Beer is being threatened by a boom in wine drinking, both at home and in pubs.
A government report suggests that home consumption of beer fell by 17 per cent during 1997-98 as compared to a rise of 13 per cent in wine drinking. Lager consumption remained almost unchanged.
The Ministry of Agriculture, Fisheries and Food surveyed the eating and drinking habits of 6,000 households in the UK for the study.
The report followed an announcement last week by pub operator Scottish and Newcastle Retail that wine sales across its pub estate were also up 16.5 per cent during the year to date, including community pubs, where wine sales are traditionally lower.
S&N has begun several initiatives in its pubs to boost interest in wine.
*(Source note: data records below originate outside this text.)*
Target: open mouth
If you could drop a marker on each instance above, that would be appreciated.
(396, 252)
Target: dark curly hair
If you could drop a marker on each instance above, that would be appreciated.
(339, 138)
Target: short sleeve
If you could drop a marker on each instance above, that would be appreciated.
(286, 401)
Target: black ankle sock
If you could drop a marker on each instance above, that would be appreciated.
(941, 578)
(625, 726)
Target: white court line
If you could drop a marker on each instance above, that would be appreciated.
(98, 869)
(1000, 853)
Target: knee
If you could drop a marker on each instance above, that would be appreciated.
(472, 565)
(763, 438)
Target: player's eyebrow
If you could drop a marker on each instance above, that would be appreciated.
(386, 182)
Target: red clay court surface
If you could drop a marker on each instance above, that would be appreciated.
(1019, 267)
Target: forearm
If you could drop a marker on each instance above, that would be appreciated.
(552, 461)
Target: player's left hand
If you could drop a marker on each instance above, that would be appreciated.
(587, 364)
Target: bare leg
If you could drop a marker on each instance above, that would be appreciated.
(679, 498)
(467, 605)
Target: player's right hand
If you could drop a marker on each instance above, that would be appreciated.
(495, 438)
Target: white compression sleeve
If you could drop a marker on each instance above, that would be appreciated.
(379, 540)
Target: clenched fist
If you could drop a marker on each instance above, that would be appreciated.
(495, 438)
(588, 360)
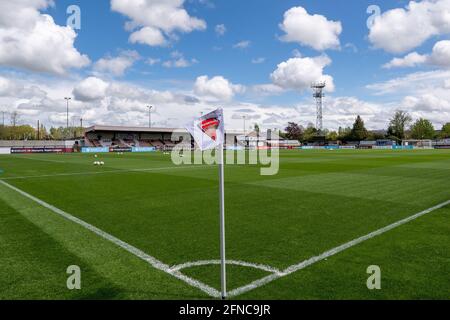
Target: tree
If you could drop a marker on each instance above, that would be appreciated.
(445, 132)
(359, 131)
(294, 131)
(398, 123)
(332, 136)
(344, 133)
(14, 118)
(309, 133)
(257, 129)
(422, 129)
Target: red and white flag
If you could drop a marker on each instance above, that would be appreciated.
(208, 130)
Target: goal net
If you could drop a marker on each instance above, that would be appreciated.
(418, 144)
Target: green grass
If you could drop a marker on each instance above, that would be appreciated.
(317, 201)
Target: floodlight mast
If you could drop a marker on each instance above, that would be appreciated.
(318, 96)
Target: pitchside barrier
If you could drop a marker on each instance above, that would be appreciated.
(41, 150)
(125, 149)
(5, 150)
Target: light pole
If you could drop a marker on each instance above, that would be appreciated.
(67, 100)
(150, 116)
(245, 133)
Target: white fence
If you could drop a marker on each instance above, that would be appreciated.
(5, 150)
(36, 144)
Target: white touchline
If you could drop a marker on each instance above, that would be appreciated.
(131, 249)
(101, 172)
(332, 252)
(36, 159)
More quality wines have been introduced to widen the offering, with staff training, larger glasses and back-bar promotions.
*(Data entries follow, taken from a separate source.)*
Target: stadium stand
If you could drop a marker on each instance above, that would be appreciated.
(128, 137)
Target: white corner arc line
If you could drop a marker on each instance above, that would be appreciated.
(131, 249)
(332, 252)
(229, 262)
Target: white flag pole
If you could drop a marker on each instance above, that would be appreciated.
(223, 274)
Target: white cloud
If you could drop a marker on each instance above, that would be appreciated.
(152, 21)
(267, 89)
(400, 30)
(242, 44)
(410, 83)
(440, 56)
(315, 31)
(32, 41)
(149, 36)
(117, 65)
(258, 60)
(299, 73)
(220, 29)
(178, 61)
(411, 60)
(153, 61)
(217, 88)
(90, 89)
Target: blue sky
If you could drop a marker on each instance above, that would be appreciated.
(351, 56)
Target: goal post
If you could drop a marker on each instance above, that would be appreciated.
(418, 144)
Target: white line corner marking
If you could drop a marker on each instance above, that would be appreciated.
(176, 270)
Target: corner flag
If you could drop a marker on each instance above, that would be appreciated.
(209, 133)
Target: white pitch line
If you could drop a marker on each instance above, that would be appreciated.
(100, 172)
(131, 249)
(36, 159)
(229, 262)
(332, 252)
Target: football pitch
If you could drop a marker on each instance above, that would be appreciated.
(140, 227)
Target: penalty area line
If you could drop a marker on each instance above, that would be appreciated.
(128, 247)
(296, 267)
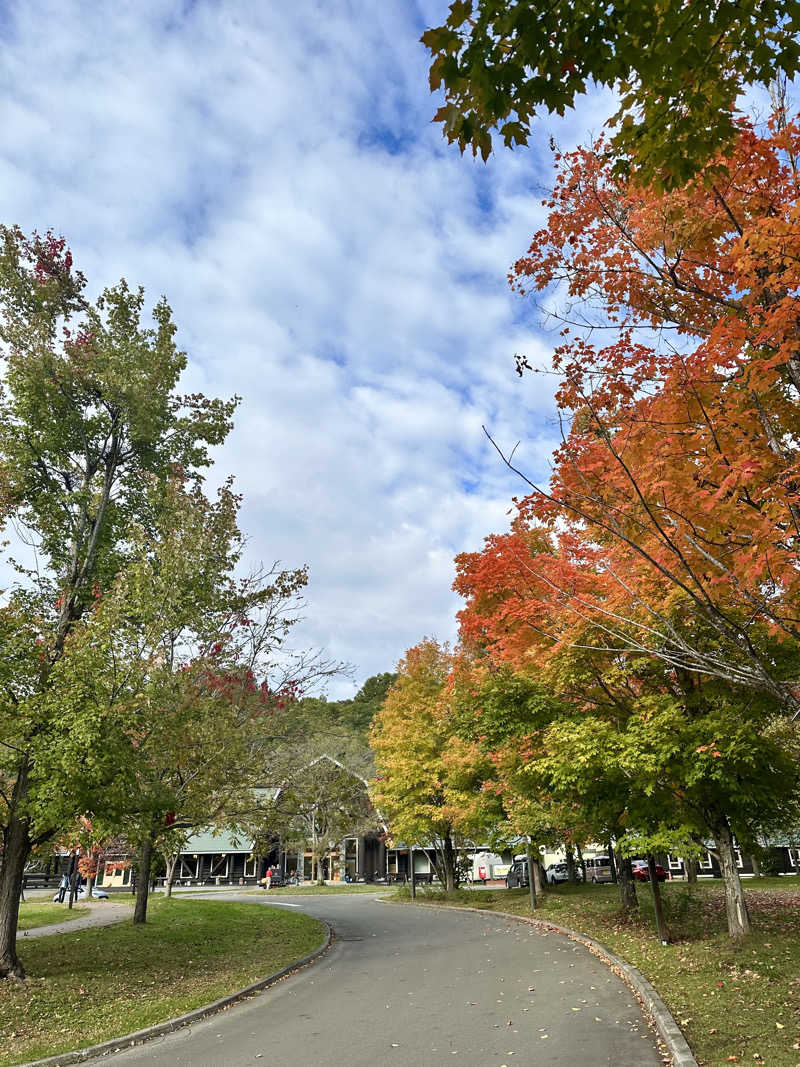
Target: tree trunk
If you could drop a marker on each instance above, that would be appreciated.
(612, 861)
(572, 874)
(15, 856)
(448, 863)
(531, 876)
(660, 925)
(538, 879)
(143, 880)
(628, 898)
(581, 861)
(738, 920)
(172, 865)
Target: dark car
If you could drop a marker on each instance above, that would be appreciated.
(517, 875)
(556, 873)
(641, 871)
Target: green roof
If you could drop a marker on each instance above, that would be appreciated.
(218, 841)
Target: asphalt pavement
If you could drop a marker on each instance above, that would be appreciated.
(420, 987)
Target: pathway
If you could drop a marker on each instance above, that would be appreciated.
(101, 913)
(418, 988)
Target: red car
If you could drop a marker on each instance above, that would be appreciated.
(641, 871)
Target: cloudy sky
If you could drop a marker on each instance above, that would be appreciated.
(272, 169)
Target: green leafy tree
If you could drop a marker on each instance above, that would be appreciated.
(317, 808)
(678, 69)
(91, 426)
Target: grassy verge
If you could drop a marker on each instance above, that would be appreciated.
(33, 913)
(313, 888)
(97, 984)
(735, 1002)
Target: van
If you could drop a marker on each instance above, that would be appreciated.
(598, 869)
(517, 875)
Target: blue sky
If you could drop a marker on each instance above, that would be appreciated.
(272, 169)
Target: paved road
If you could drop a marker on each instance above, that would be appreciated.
(418, 988)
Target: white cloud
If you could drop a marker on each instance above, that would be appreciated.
(272, 169)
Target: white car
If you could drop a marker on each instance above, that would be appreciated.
(97, 894)
(558, 872)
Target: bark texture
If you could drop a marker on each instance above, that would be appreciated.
(143, 880)
(16, 850)
(738, 920)
(628, 898)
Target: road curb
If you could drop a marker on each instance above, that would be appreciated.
(668, 1030)
(140, 1036)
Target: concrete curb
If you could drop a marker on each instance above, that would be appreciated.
(140, 1036)
(668, 1030)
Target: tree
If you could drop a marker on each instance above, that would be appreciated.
(429, 780)
(678, 68)
(656, 758)
(317, 808)
(677, 471)
(90, 427)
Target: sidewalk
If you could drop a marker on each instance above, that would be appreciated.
(101, 913)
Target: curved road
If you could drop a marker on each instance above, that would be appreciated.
(420, 987)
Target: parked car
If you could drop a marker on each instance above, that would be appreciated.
(517, 875)
(97, 894)
(598, 869)
(641, 871)
(559, 872)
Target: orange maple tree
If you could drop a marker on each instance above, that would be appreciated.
(671, 525)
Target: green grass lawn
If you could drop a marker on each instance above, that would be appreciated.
(735, 1002)
(97, 984)
(34, 913)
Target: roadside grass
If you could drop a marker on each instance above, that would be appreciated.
(33, 913)
(736, 1002)
(101, 983)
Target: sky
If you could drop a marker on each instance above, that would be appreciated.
(272, 169)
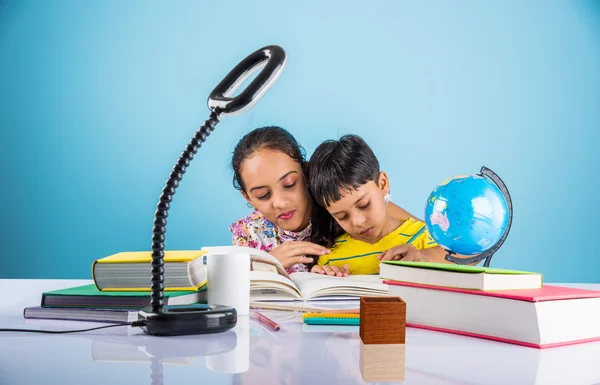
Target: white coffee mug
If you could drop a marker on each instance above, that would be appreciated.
(229, 278)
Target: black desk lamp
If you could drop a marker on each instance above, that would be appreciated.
(199, 319)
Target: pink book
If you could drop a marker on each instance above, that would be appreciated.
(569, 322)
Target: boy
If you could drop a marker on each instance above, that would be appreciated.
(345, 179)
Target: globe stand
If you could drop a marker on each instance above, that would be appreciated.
(488, 254)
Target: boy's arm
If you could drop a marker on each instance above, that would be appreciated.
(399, 213)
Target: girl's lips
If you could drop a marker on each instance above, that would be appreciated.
(286, 216)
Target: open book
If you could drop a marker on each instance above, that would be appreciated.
(269, 280)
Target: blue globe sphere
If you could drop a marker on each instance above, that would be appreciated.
(467, 214)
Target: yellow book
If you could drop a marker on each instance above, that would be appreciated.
(132, 271)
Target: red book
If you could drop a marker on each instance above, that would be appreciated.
(541, 318)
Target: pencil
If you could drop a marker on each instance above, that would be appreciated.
(265, 320)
John Hopwood, S&N Retail's product range manager, said: "We have capitalised on consumers' increasing taste for and understanding of wine, with customers increasingly trading up to a more discerning region specific and estate bottled wine."
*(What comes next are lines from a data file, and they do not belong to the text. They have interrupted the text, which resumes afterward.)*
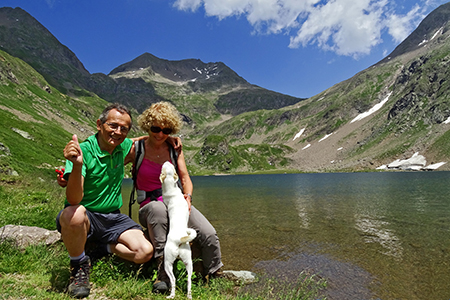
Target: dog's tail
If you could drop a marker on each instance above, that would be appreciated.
(191, 234)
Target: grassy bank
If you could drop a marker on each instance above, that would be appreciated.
(42, 272)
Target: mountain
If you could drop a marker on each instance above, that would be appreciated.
(134, 83)
(390, 111)
(23, 36)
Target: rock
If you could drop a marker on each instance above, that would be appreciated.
(24, 236)
(434, 166)
(240, 277)
(22, 133)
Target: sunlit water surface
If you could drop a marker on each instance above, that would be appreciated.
(373, 235)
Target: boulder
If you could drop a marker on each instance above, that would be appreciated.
(240, 277)
(24, 236)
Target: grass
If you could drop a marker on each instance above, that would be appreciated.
(42, 272)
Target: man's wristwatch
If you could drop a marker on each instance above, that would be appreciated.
(190, 196)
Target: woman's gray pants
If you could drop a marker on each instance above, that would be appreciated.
(154, 217)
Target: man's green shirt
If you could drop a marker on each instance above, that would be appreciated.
(103, 175)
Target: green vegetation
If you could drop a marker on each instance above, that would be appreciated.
(42, 272)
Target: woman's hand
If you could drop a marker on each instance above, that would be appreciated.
(188, 198)
(176, 143)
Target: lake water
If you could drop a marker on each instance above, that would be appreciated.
(372, 235)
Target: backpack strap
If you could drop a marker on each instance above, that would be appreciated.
(139, 148)
(174, 158)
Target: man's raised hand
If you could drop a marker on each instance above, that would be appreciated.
(73, 152)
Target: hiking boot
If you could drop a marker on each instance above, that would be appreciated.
(79, 286)
(162, 282)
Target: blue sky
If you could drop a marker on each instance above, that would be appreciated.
(295, 47)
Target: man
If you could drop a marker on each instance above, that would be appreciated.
(94, 173)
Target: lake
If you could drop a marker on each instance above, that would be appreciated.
(372, 235)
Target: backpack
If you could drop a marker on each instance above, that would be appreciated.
(139, 157)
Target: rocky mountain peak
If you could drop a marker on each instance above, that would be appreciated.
(433, 29)
(186, 70)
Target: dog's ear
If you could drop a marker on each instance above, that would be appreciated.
(163, 175)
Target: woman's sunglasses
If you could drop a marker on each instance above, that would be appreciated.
(157, 129)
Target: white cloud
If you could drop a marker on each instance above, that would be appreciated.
(346, 27)
(400, 27)
(50, 3)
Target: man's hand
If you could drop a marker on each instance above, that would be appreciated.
(60, 179)
(72, 151)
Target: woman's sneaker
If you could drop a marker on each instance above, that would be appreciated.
(162, 282)
(79, 286)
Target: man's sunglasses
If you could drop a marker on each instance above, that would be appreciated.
(157, 129)
(115, 126)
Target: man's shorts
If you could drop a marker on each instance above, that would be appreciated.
(106, 228)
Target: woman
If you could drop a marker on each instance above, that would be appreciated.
(161, 120)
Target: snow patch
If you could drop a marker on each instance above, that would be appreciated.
(325, 137)
(299, 134)
(306, 147)
(372, 110)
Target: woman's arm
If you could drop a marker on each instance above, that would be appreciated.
(186, 182)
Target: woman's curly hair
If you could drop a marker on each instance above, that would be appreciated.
(162, 113)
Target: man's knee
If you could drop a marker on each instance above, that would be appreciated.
(73, 216)
(145, 252)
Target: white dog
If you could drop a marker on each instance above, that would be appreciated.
(177, 244)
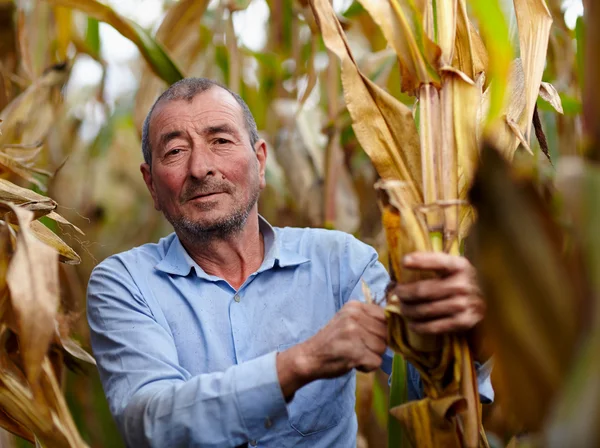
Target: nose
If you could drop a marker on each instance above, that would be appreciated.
(201, 162)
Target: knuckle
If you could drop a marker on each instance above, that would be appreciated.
(462, 263)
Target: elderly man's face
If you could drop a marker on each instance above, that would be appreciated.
(205, 175)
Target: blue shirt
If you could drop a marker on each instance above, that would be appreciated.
(186, 360)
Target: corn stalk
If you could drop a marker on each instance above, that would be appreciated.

Ian Woolverton, spokesman for the Campaign for Real Ale (CAMRA), said the trend was of concern to beer drinkers.
He said: "Beer is part of our heritage so these statistics are a bit worrying, but the industry is meeting the challenges of the market.
"A number of brewers, including the likes of London brewer Fuller's and Kent brewer Shepherd Neame with its very successful Spitfire ale, are now producing bottled cask conditioned ales for the take-home market."